Dr. Chow recognizes that, as noted by the Healthcare Financial Management Association (HFMA), revenue cycle management is broad in scope, encompassing all the administrative and clinical functions that contribute to the capture, management, and collection of patient service revenue.

Unsurprisingly, the revenue cycle is incredibly complex due to shifting payer requirements, continuous regulatory compliance and coding updates, and emerging and evolving payment models. Numerous touchpoints and stakeholders produce complexity beyond just tracking revenue flows through an organization...

...The entire workflow relies on dozens of systems, hundreds of processes, and a competing mix of stakeholders across an already inundated ecosystem. Inefficient processes and mistakes are the inevitable byproduct.

Dr. Chow further notes the cost of this complexity. Data from the 2021 CAQH Index, which tracks health plan and provider adoption of fully electronic administrative transactions, found that:

  • Of the $391 billion spent on administrative complexity in the United States healthcare system, $42 billion is spent on administrative transactions.
  • It was estimated that the industry could shave $20 billion off that transactional cost by transitioning to fully electronic transactions.

Clearly, Dr. Chow asserts, any opportunity to accelerate revenue, streamline processes, and introduce greater efficiency and resiliency into the revenue cycle should be embraced.

Getting Over the Inefficiency Hump

According to the Medical Group Management Association, inefficient processes across the revenue cycle cost healthcare practices in this country billions of dollars each year.

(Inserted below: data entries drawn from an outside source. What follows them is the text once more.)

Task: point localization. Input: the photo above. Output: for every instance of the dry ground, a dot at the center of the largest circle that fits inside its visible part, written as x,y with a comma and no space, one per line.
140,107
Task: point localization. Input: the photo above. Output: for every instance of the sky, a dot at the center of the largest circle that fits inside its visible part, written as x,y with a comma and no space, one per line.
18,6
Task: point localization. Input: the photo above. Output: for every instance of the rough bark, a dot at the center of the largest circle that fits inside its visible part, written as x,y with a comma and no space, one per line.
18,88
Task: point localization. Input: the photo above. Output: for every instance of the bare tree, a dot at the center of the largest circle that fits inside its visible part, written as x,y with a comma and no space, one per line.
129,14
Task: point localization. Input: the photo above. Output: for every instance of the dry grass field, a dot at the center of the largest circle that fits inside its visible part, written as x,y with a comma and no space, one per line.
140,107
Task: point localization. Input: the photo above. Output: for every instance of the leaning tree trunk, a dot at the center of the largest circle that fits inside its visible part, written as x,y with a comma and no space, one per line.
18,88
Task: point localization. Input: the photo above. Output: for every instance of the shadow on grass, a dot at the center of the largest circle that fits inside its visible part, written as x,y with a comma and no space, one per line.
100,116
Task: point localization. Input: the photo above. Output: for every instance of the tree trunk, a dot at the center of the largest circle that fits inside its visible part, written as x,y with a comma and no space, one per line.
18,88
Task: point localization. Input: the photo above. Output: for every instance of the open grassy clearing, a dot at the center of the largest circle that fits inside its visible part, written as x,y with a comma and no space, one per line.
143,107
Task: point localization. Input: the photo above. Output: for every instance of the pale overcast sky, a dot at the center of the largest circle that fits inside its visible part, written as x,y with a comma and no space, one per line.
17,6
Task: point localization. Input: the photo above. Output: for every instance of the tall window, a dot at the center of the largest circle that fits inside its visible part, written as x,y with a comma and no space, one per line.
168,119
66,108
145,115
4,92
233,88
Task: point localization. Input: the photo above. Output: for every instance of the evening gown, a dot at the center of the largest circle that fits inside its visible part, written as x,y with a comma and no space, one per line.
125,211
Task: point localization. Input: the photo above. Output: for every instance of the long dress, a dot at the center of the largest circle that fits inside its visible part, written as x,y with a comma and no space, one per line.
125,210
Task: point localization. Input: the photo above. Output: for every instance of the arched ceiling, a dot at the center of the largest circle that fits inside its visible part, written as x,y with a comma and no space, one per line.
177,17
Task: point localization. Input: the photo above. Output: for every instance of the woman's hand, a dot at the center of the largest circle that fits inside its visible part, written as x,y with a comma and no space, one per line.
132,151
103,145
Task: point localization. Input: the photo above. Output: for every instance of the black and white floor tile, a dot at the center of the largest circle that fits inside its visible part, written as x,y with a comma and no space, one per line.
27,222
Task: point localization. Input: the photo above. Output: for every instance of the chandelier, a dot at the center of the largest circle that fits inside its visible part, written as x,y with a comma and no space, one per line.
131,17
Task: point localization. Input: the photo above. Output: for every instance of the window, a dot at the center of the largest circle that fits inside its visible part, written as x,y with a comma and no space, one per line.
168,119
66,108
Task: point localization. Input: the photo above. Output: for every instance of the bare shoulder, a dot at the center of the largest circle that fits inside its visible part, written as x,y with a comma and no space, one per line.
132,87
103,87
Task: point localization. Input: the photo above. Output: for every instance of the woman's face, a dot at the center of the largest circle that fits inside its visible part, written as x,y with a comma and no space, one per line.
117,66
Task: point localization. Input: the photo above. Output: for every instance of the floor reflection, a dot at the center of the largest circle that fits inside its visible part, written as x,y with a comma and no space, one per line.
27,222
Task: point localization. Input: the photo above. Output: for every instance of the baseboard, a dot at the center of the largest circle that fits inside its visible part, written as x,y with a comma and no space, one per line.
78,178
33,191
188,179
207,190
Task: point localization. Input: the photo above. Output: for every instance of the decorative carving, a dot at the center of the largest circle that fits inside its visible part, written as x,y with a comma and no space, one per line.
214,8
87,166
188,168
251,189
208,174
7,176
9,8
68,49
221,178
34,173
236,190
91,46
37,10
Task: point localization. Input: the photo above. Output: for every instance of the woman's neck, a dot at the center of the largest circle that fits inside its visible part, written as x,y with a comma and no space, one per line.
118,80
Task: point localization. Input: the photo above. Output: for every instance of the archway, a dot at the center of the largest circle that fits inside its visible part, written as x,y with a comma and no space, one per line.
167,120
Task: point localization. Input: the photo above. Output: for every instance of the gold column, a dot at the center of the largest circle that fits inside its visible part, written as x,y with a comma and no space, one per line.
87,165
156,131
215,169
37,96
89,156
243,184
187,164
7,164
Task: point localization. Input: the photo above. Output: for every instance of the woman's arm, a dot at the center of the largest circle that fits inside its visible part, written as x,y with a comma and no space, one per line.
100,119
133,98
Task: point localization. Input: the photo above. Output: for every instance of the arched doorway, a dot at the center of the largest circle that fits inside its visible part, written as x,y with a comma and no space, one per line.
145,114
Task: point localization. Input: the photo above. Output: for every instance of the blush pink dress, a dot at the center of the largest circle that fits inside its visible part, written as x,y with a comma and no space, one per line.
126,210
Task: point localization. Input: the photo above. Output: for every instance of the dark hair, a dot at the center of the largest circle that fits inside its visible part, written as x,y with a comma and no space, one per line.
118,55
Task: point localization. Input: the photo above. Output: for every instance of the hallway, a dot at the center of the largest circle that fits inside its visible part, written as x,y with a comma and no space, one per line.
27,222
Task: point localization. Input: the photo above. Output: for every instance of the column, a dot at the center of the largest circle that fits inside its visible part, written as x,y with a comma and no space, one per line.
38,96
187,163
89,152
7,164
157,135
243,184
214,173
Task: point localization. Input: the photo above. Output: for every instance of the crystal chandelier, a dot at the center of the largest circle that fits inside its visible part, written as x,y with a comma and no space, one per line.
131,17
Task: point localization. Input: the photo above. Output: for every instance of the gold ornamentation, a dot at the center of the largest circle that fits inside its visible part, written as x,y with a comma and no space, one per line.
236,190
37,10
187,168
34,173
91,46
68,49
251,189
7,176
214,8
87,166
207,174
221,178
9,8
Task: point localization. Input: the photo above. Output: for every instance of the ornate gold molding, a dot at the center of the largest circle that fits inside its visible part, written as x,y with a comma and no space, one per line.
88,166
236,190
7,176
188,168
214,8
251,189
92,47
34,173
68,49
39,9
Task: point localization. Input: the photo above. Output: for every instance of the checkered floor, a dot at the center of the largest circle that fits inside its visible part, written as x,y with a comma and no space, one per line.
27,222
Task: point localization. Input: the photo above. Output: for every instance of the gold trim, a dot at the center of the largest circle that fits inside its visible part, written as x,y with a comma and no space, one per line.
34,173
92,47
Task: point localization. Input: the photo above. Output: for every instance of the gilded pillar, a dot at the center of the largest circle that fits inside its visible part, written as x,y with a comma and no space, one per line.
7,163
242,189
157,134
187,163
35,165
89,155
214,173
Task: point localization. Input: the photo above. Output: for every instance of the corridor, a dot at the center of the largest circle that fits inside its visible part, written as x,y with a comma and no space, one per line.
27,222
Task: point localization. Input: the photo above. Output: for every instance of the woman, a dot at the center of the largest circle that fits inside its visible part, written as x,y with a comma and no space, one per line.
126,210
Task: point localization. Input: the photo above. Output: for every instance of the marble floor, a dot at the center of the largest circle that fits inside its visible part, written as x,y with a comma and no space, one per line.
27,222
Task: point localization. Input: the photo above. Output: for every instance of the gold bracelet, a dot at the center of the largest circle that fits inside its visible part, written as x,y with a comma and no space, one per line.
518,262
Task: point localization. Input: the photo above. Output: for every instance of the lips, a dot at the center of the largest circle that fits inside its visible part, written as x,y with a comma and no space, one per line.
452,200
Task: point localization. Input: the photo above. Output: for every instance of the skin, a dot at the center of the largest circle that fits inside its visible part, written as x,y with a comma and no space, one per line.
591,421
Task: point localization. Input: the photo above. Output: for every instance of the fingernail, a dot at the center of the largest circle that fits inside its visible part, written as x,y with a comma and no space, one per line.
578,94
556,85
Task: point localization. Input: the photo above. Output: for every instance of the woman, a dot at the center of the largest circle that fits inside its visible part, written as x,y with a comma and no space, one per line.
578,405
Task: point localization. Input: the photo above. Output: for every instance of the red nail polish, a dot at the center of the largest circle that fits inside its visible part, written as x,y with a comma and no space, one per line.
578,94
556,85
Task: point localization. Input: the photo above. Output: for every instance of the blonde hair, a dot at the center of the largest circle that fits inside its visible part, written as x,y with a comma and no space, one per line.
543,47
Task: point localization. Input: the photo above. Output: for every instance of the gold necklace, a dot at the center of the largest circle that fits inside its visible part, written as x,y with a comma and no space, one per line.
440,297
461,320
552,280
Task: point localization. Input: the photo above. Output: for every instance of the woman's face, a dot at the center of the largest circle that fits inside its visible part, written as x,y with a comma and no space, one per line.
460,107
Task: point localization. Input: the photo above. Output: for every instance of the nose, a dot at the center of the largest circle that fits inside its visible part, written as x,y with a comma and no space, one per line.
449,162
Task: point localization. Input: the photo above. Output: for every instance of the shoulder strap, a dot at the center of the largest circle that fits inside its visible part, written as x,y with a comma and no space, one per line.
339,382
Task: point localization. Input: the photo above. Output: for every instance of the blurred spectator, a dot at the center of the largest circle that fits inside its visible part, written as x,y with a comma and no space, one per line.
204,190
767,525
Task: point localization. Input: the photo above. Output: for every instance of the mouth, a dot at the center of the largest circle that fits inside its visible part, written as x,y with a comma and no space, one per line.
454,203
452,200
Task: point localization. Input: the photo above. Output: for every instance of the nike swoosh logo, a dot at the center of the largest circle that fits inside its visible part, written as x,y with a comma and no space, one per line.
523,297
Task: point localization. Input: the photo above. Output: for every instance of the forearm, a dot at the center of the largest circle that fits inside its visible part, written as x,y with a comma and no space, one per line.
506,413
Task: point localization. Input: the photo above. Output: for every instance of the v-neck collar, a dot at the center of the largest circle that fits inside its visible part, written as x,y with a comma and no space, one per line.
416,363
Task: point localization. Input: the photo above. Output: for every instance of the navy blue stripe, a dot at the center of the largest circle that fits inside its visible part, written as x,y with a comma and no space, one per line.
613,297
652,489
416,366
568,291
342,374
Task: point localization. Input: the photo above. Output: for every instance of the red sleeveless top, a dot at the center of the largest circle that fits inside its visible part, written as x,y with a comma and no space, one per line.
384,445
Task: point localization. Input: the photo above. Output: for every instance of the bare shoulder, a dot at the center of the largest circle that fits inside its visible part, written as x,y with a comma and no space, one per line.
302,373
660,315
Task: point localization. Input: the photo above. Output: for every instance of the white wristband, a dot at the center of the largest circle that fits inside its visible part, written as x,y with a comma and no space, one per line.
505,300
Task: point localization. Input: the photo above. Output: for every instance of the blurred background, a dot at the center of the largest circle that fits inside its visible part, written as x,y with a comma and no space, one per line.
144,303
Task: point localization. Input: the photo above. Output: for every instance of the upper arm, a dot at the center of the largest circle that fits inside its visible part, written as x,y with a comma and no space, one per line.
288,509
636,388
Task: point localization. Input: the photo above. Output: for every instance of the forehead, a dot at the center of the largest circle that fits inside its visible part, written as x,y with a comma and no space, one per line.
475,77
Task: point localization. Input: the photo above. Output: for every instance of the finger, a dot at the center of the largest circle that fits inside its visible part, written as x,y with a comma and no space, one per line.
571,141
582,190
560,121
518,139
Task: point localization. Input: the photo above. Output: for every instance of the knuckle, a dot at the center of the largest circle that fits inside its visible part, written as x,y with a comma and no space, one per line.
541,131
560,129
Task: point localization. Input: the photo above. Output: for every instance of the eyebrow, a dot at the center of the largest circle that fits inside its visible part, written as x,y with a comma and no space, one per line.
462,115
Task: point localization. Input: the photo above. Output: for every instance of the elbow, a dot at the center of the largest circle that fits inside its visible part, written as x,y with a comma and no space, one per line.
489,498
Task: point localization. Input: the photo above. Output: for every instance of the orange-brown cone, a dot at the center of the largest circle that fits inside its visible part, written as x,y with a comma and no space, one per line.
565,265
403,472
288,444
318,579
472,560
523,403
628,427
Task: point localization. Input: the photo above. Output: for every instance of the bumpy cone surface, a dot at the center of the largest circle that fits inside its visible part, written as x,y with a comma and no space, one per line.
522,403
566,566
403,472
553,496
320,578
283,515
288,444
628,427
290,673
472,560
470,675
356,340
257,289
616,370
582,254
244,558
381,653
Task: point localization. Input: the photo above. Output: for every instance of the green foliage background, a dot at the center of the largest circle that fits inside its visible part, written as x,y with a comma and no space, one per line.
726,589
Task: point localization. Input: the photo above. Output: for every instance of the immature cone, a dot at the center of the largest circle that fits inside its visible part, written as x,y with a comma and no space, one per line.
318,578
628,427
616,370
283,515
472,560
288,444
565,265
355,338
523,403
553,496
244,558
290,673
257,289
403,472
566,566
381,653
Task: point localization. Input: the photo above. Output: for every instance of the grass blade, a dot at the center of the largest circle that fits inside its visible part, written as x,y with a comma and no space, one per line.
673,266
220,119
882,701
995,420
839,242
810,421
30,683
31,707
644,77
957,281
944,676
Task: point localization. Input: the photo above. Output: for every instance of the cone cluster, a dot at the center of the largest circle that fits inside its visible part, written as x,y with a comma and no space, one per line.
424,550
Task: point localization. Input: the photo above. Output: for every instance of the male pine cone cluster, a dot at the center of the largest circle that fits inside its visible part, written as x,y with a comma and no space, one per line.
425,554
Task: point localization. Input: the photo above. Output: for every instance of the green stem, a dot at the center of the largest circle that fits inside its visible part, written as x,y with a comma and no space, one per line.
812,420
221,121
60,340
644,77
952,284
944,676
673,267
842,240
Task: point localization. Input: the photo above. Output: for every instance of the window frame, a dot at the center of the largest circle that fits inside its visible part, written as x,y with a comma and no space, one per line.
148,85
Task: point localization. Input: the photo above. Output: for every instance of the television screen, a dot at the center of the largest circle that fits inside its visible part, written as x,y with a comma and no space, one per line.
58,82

Dr. Chow spelled out what the intelligent automation solution consists of:

A secure, precise documentation process is of the utmost importance in healthcare, a highly regulated sector that handles sensitive data, including personally identifiable information (PII) and protected health information (PHI). RPA bots can efficiently prepare and store records, such as a test result or an insurance claim, while also ensuring accuracy and consistency of documentation. Human touches of PHI can be reduced.

It's important to note that tasks like processing PDF and paper-based remittance and EOBs require intelligent automation -- a level of AI and machine learning that scans the documents, extracts and understands the data, and creates an EDI 835 file. As noted in the 2021 CAQH Index, 36% of remits remain partially or fully manual. In order to fully automate this process, providers and RCM companies need to ensure they are using the right technology with the capabilities to achieve their goals.